The United States and China have teamed up to tackle the pressing global issue of climate change. President Barack Obama and President Xi Jinping announced their ambitious bi-lateral agreement in a joint press conference on Wednesday in Beijing, where both leaders were attending the Asia Pacific Economic Cooperation (APEC) summit.
Under this historic agreement, the US will reduce its carbon emissions by 26% – 28% below its 2005 levels by 2025. China will cap its growing emissions by 2030, if not earlier, and increase its use of non-fossil fuels by 20% by the same year.
While ambitious, climate scientists say the amount of emission cuts laid out in this bi-lateral agreement alone will not be enough to meet the current global goal of limiting warming to less than 2°C (3.6°F) above pre-industrial levels. That said, it does clear the path for other nations to take similar actions.

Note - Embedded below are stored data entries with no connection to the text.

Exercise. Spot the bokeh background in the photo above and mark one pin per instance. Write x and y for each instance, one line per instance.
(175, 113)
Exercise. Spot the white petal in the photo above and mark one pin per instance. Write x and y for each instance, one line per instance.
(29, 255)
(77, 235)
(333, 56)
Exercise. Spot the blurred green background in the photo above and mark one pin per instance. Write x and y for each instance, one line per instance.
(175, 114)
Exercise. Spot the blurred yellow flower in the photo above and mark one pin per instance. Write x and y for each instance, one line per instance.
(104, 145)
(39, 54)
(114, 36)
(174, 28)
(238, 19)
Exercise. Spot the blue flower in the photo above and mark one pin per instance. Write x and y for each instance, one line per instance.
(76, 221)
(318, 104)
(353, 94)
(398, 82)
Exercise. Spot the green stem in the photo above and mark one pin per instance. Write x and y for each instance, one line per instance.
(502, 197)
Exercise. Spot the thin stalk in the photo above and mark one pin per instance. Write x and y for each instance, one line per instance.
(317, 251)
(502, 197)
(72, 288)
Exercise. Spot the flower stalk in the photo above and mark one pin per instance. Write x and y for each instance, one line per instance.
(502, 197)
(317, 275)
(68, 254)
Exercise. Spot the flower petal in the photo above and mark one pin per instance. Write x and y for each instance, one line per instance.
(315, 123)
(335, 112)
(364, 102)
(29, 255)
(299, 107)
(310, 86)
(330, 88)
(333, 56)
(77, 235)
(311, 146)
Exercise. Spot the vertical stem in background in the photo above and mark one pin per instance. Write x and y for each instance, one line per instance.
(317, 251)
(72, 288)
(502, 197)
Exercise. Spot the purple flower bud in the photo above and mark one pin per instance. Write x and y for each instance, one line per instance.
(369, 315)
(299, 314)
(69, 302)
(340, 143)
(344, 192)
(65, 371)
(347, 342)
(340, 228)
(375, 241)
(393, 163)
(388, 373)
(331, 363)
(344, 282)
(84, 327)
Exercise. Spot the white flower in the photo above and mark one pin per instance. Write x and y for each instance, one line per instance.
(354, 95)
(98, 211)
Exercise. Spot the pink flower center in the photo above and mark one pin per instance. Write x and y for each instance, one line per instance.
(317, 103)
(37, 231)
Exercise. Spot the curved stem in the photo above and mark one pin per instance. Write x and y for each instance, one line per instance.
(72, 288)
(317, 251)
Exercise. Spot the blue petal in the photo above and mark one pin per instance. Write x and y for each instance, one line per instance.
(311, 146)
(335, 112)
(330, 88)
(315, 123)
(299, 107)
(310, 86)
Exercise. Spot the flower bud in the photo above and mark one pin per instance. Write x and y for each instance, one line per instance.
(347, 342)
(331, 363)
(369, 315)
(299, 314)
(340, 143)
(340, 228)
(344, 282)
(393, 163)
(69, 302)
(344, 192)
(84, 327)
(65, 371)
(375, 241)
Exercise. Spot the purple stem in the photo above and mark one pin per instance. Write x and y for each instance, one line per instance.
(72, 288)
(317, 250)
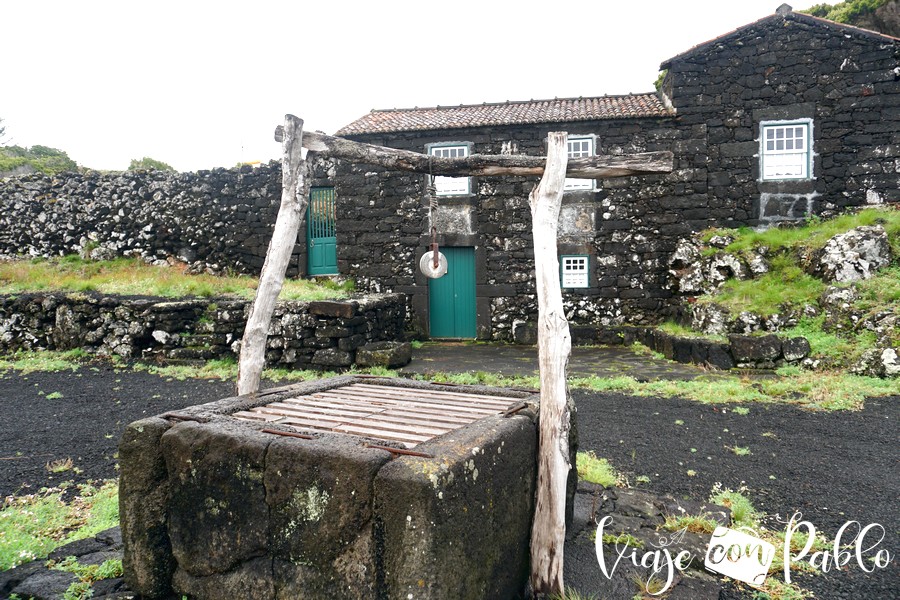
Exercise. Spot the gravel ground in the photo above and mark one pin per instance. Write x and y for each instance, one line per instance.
(831, 467)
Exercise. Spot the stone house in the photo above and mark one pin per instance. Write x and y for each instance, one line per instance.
(783, 118)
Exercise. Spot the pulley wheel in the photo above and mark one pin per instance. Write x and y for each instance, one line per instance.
(426, 265)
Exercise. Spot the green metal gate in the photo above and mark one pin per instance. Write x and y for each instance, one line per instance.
(451, 301)
(320, 234)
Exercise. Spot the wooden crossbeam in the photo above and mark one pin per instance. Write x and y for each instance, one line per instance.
(592, 167)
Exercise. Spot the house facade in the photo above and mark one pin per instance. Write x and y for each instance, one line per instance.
(784, 118)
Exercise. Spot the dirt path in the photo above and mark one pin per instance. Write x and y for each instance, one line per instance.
(831, 467)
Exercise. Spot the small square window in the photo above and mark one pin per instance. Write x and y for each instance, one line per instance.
(574, 271)
(580, 147)
(785, 150)
(450, 186)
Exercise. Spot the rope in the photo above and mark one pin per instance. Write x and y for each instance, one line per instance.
(432, 211)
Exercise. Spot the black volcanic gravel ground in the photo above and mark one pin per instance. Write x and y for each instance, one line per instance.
(831, 467)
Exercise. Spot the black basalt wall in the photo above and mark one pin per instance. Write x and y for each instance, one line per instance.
(216, 221)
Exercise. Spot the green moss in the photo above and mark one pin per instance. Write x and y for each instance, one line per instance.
(128, 276)
(33, 526)
(596, 470)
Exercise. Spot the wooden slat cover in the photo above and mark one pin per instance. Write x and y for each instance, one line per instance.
(407, 415)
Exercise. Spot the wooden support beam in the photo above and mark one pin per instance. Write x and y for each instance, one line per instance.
(294, 198)
(548, 531)
(593, 167)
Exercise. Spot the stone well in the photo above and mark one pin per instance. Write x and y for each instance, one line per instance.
(217, 502)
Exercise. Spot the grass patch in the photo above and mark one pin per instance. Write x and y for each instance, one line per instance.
(785, 285)
(572, 594)
(484, 378)
(44, 361)
(827, 390)
(743, 514)
(813, 235)
(87, 575)
(134, 277)
(34, 525)
(596, 470)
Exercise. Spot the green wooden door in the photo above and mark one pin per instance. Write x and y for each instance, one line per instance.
(320, 232)
(452, 297)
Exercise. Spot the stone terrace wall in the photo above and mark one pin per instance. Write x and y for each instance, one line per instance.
(217, 221)
(323, 335)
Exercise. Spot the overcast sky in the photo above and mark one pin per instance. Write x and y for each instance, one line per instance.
(203, 84)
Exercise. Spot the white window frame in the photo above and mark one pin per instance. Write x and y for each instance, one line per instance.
(450, 186)
(574, 271)
(785, 149)
(580, 146)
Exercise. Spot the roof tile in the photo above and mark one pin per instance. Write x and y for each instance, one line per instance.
(558, 110)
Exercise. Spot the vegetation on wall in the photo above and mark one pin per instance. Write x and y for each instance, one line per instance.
(838, 336)
(39, 158)
(848, 12)
(148, 163)
(132, 276)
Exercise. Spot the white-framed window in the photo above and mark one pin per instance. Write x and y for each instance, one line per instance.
(573, 271)
(785, 149)
(580, 147)
(450, 186)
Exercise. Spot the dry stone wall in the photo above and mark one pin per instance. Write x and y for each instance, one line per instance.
(302, 335)
(216, 221)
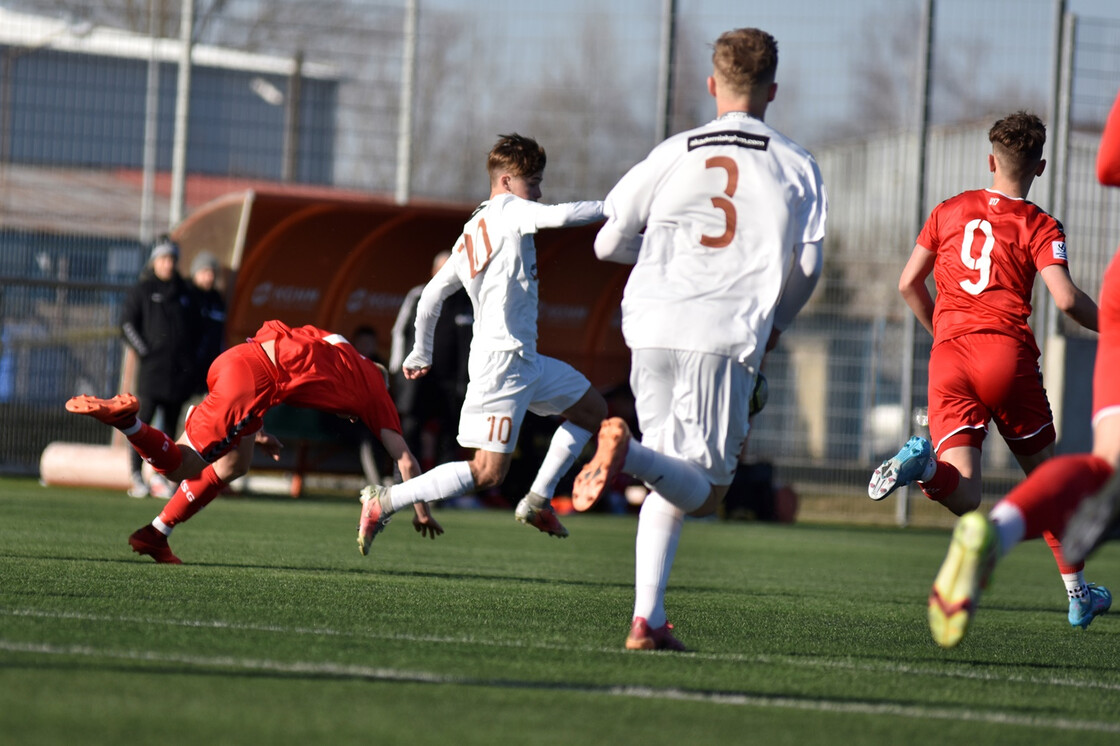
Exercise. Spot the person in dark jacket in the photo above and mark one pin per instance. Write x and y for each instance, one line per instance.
(160, 322)
(212, 311)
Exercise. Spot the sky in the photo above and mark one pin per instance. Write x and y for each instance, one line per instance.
(999, 48)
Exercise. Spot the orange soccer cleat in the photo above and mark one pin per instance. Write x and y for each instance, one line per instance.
(150, 541)
(606, 464)
(643, 636)
(120, 411)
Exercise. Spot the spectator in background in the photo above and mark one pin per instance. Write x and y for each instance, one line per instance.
(160, 322)
(439, 394)
(212, 311)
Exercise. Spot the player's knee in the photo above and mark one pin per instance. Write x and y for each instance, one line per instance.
(488, 474)
(709, 506)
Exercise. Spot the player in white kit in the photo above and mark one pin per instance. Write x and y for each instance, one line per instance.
(734, 214)
(495, 260)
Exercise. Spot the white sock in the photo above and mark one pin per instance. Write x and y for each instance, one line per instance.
(659, 531)
(567, 444)
(1074, 584)
(1010, 525)
(673, 478)
(446, 481)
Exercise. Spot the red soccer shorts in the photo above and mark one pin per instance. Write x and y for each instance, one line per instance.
(242, 384)
(979, 378)
(1107, 370)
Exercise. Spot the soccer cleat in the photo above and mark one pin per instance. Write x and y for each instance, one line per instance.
(152, 542)
(643, 636)
(137, 486)
(120, 411)
(603, 468)
(543, 519)
(1095, 602)
(902, 468)
(373, 520)
(962, 576)
(1095, 520)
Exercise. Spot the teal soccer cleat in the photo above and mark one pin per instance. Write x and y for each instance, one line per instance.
(902, 468)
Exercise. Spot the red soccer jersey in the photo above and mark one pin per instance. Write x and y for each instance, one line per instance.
(989, 248)
(320, 370)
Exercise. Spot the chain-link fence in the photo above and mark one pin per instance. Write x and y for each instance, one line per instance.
(104, 143)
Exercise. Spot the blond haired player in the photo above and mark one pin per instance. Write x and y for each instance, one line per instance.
(985, 248)
(495, 260)
(1075, 496)
(734, 214)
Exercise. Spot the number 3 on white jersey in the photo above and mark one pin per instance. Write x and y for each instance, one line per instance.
(724, 204)
(981, 263)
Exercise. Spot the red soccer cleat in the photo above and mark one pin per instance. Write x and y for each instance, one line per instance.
(603, 468)
(150, 541)
(643, 636)
(120, 411)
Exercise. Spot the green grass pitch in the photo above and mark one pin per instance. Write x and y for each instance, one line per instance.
(276, 631)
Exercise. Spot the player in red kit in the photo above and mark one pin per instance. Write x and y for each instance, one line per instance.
(1062, 487)
(304, 366)
(985, 248)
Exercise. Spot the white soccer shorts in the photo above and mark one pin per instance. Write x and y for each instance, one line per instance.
(503, 385)
(693, 406)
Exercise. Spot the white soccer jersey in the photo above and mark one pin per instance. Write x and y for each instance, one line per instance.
(724, 207)
(495, 260)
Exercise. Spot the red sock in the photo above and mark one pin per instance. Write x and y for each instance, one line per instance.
(1055, 546)
(944, 482)
(156, 448)
(1053, 491)
(192, 496)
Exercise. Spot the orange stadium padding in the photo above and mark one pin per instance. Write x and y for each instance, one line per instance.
(344, 261)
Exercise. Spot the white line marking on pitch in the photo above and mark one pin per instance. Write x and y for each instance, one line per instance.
(764, 660)
(373, 673)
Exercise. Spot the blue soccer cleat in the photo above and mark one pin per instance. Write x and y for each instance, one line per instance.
(1095, 602)
(902, 468)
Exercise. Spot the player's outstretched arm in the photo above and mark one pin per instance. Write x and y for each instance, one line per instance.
(1070, 299)
(441, 287)
(913, 288)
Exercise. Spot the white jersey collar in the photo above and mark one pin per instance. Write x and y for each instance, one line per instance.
(735, 114)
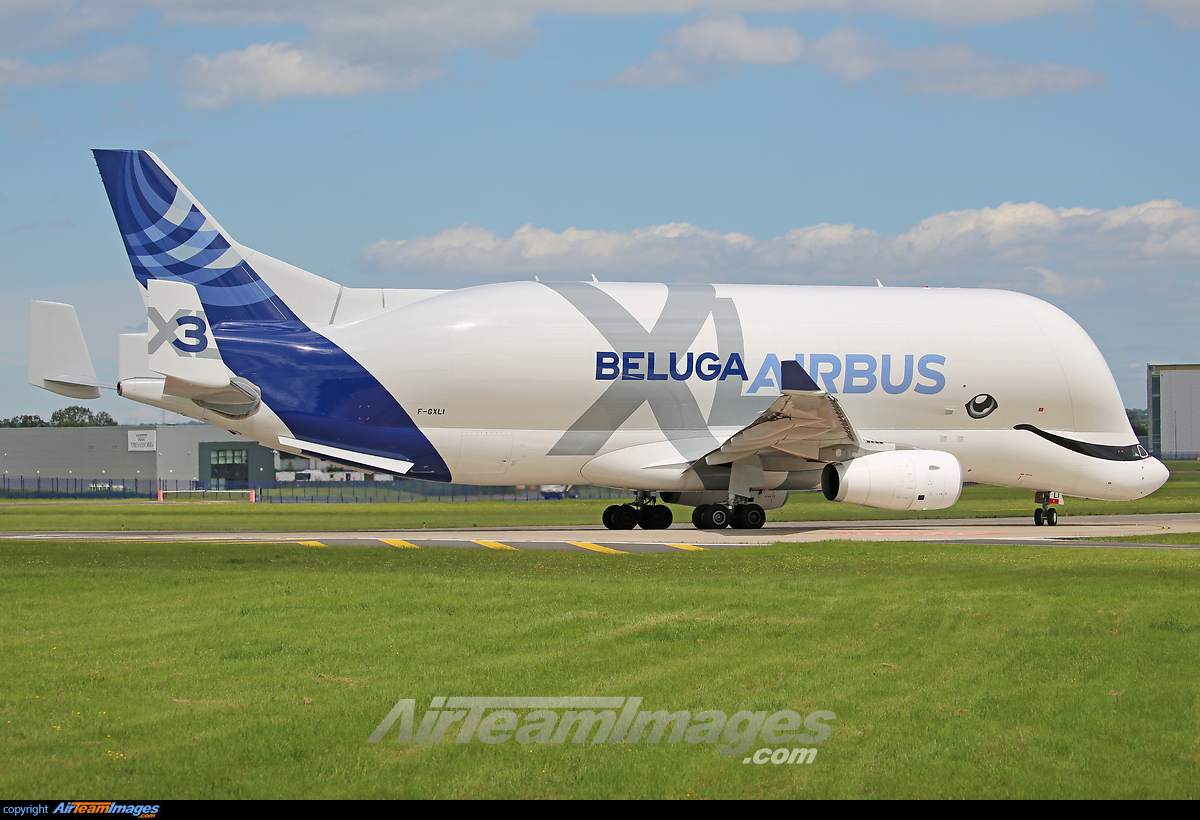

China and the US are the world’s two largest economies and two largest carbon polluters. By acting together, President Obama said, “We hope to encourage all major economies to be ambitious – all countries, developing and developed – to work across some of the old divides, so we can conclude a strong global climate agreement next year.”
The first indications of whether this bi-lateral action will spur long stalled global climate negotiations will come this December at the next round of UN climate talks in Lima, Peru. After that, the big test will be the 2015 UN Climate Change Conference in Paris, where the objective is a binding global agreement to reduce greenhouse gas emissions. Any deal reached there will go into effect in 2020.